Using my early experience as the starting point to answer my question, I looked through my journal, blogs, also forums, and articles on CDH to gather more information about how crossdressers described their experiences. I made up a short “Before and After” list of various common descriptive words surrounding the point of transformation
- Before words: sad, melancholia, stressed, negativity, boredom, feeling flat, unfocused, tired and listless, incomplete, self-divided, diminished, drab, and dysphoric.
- The point of transformation – at some point when getting dressed – an inner response.
- After words: happy, delighted, joy, relaxed, contentment, positive feeling about life, intensification of consciousness (holiday feeling), revitalized, feeling complete, fully me, expanded sense of self, beautiful, and euphoric.
The after list of words covers a positive, happy state. Is crossdressing just an addiction to this positive happy state? Perhaps, a trigger for the release of ‘pleasure’ chemicals in the brain. If that’s all it is then in essence there is nothing wrong with the activity; it is only wrong in the eyes of society as it breaks the gender stereotype norm. It does however have value:
- it enables one to have a break or timeout from our everyday male-self, acting as a de-stressor
- it reminds you that you can be happy, joyful, and delighted
- it fulfills a need to be beautiful
My crossdressing is goal-orientated. I keep doing it to experience a joyful ‘happy state’ which is only a natural thing to want to do. Do I need to feed the need? Perhaps so. We need new clothes and experiences for our time en femme. This is no different from everybody’s needs – we all need the stimulus of ‘newness’ to keep us in a positive state – new ideas found on reading a book, a holiday in a new place, and so on.
An evolving persona …
I felt there was more going on within my persona once I began crossdressing regularly; I noticed progressing individuation. The female aspect of my persona had in some ways become a vehicle for change.

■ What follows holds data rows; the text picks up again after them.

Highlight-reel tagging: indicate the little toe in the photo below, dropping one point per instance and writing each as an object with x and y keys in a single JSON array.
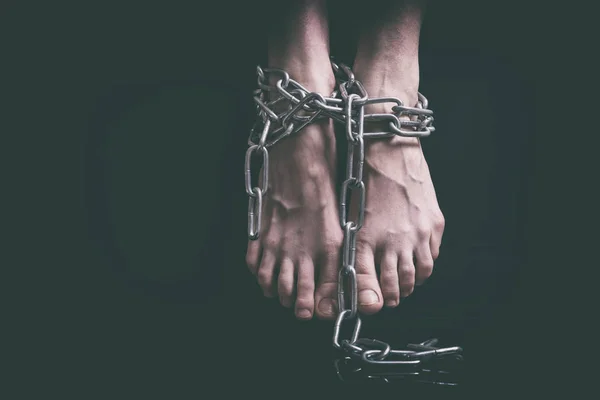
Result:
[
  {"x": 388, "y": 279},
  {"x": 370, "y": 299},
  {"x": 265, "y": 273},
  {"x": 305, "y": 297},
  {"x": 406, "y": 273},
  {"x": 326, "y": 293},
  {"x": 424, "y": 263},
  {"x": 285, "y": 282}
]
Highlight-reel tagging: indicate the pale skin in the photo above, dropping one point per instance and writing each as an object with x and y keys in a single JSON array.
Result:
[{"x": 297, "y": 256}]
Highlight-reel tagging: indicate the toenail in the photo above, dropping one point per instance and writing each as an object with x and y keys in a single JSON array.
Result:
[
  {"x": 326, "y": 306},
  {"x": 367, "y": 297}
]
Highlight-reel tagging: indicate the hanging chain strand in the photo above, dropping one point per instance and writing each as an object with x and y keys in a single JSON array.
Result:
[{"x": 284, "y": 109}]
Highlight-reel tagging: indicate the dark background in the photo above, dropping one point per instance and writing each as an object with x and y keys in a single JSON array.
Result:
[{"x": 150, "y": 107}]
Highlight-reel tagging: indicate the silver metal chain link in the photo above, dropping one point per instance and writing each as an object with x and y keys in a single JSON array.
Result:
[{"x": 284, "y": 109}]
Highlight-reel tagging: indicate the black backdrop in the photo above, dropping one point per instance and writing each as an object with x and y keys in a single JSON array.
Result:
[{"x": 158, "y": 98}]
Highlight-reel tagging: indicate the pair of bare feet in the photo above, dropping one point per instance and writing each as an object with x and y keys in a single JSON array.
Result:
[{"x": 297, "y": 256}]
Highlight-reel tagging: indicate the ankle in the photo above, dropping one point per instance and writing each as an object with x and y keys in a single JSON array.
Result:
[
  {"x": 315, "y": 75},
  {"x": 390, "y": 78}
]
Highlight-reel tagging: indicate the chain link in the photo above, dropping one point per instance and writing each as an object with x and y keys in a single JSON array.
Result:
[{"x": 284, "y": 107}]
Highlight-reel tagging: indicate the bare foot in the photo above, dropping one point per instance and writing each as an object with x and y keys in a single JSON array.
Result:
[
  {"x": 301, "y": 235},
  {"x": 403, "y": 225}
]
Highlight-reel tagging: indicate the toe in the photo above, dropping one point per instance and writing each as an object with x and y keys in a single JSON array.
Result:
[
  {"x": 325, "y": 295},
  {"x": 305, "y": 297},
  {"x": 406, "y": 273},
  {"x": 253, "y": 255},
  {"x": 285, "y": 283},
  {"x": 265, "y": 273},
  {"x": 388, "y": 279},
  {"x": 370, "y": 299},
  {"x": 424, "y": 263}
]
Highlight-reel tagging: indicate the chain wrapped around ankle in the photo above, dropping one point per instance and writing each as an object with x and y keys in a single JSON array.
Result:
[{"x": 298, "y": 107}]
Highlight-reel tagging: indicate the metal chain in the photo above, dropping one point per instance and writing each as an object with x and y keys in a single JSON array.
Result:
[{"x": 284, "y": 109}]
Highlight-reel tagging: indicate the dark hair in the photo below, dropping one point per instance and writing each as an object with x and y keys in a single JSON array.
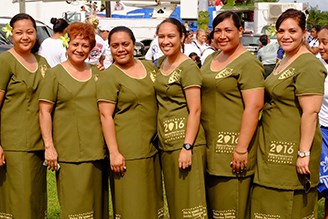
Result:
[
  {"x": 122, "y": 29},
  {"x": 316, "y": 27},
  {"x": 59, "y": 24},
  {"x": 294, "y": 14},
  {"x": 23, "y": 16},
  {"x": 227, "y": 14},
  {"x": 175, "y": 22},
  {"x": 264, "y": 39},
  {"x": 86, "y": 31}
]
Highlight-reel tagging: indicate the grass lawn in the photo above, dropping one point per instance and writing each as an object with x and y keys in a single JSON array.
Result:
[{"x": 53, "y": 206}]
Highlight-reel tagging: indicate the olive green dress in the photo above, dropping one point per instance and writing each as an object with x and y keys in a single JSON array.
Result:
[
  {"x": 222, "y": 111},
  {"x": 137, "y": 194},
  {"x": 81, "y": 180},
  {"x": 23, "y": 191},
  {"x": 185, "y": 189},
  {"x": 279, "y": 190}
]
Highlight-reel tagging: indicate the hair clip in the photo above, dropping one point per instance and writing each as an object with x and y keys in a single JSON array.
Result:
[
  {"x": 65, "y": 39},
  {"x": 8, "y": 30}
]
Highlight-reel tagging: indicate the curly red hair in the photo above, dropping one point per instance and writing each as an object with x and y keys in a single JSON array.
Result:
[{"x": 81, "y": 29}]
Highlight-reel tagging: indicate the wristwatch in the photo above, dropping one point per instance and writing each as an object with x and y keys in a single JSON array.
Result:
[
  {"x": 188, "y": 147},
  {"x": 303, "y": 153}
]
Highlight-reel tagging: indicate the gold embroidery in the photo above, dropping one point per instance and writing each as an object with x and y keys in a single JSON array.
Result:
[
  {"x": 265, "y": 216},
  {"x": 87, "y": 215},
  {"x": 175, "y": 76},
  {"x": 6, "y": 216},
  {"x": 224, "y": 73},
  {"x": 198, "y": 212},
  {"x": 223, "y": 214},
  {"x": 286, "y": 74}
]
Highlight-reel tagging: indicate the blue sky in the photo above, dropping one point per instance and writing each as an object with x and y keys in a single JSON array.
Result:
[{"x": 322, "y": 4}]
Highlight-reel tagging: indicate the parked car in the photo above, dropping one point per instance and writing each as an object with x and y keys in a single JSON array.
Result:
[
  {"x": 43, "y": 31},
  {"x": 251, "y": 42}
]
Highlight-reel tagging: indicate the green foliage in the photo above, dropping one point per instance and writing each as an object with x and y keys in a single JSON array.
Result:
[
  {"x": 317, "y": 17},
  {"x": 203, "y": 19}
]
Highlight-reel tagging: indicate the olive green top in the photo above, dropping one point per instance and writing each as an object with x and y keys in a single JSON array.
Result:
[
  {"x": 20, "y": 109},
  {"x": 173, "y": 110},
  {"x": 222, "y": 110},
  {"x": 135, "y": 112},
  {"x": 280, "y": 130},
  {"x": 77, "y": 131}
]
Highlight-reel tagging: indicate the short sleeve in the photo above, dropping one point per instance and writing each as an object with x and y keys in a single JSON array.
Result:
[
  {"x": 251, "y": 75},
  {"x": 5, "y": 71},
  {"x": 107, "y": 86},
  {"x": 49, "y": 87},
  {"x": 311, "y": 79},
  {"x": 191, "y": 75}
]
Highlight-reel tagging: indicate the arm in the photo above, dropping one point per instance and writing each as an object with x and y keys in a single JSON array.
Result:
[
  {"x": 253, "y": 101},
  {"x": 45, "y": 110},
  {"x": 2, "y": 154},
  {"x": 117, "y": 161},
  {"x": 194, "y": 106},
  {"x": 310, "y": 105}
]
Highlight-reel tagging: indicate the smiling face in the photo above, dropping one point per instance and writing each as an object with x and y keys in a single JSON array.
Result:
[
  {"x": 78, "y": 50},
  {"x": 122, "y": 47},
  {"x": 24, "y": 35},
  {"x": 323, "y": 48},
  {"x": 290, "y": 35},
  {"x": 227, "y": 36},
  {"x": 169, "y": 39}
]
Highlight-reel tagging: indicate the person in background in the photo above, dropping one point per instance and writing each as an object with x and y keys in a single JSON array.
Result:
[
  {"x": 71, "y": 129},
  {"x": 52, "y": 48},
  {"x": 23, "y": 191},
  {"x": 97, "y": 54},
  {"x": 232, "y": 97},
  {"x": 104, "y": 33},
  {"x": 181, "y": 137},
  {"x": 288, "y": 157},
  {"x": 128, "y": 111},
  {"x": 323, "y": 119},
  {"x": 267, "y": 54},
  {"x": 313, "y": 45}
]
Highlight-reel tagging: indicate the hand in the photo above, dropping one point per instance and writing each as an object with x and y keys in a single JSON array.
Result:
[
  {"x": 51, "y": 158},
  {"x": 117, "y": 163},
  {"x": 302, "y": 165},
  {"x": 239, "y": 162},
  {"x": 2, "y": 157},
  {"x": 185, "y": 158}
]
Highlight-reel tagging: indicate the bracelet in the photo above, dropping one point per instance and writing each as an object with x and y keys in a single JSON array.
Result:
[{"x": 241, "y": 153}]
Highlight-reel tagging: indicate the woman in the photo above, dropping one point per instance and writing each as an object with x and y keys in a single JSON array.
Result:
[
  {"x": 52, "y": 48},
  {"x": 323, "y": 119},
  {"x": 182, "y": 140},
  {"x": 287, "y": 170},
  {"x": 127, "y": 104},
  {"x": 232, "y": 97},
  {"x": 71, "y": 129},
  {"x": 22, "y": 176}
]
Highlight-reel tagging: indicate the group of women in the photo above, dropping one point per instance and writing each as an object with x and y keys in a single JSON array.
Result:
[{"x": 172, "y": 120}]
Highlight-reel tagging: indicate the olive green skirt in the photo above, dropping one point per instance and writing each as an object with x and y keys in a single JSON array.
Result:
[
  {"x": 139, "y": 193},
  {"x": 283, "y": 204},
  {"x": 229, "y": 197},
  {"x": 83, "y": 190},
  {"x": 185, "y": 189},
  {"x": 23, "y": 186}
]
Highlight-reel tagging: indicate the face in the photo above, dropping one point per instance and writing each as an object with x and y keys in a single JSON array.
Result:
[
  {"x": 24, "y": 35},
  {"x": 323, "y": 48},
  {"x": 78, "y": 50},
  {"x": 290, "y": 35},
  {"x": 227, "y": 36},
  {"x": 169, "y": 39},
  {"x": 122, "y": 47}
]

When I dress now there is still that point in the transformation where I change from boy me to (boy me plus girl me) and that precipitates changes in my perception of myself and how I feel. When I dress, I also feel that I become a more complete me, this complete me is greater than (boy me plus girl me). Wearing women’s clothes can be thought of as a symbolic transformation, which releases the interior feminine and other unrealised aspects of the hidden self for integration. This newly expanded self seeks expression. I feel that when I crossdress I am changing from male to ‘male plus female.’
The dysphoria I feel is the gap between everyday male me and this new happy state, the expanded self that includes my unfolding, flowering feminine aspect.
During my life, I have been aware of the changes within me, heading towards a balanced dyad of my male and female aspects (objective + subjective, rational + intuitive, left brain + right brain, and so on). In the last few years, this feeling of inner integration has been accelerating, mainly because I made the conscious decision to let these two aspects of myself integrate.
I feel I am a unity of both my male and female aspects together. Being both together is a completion—like the inner alchemical marriage (or conjunction.)
If I was free to dress how I chose it would be a matter of self-expression in a stage in the completion of the evolving self.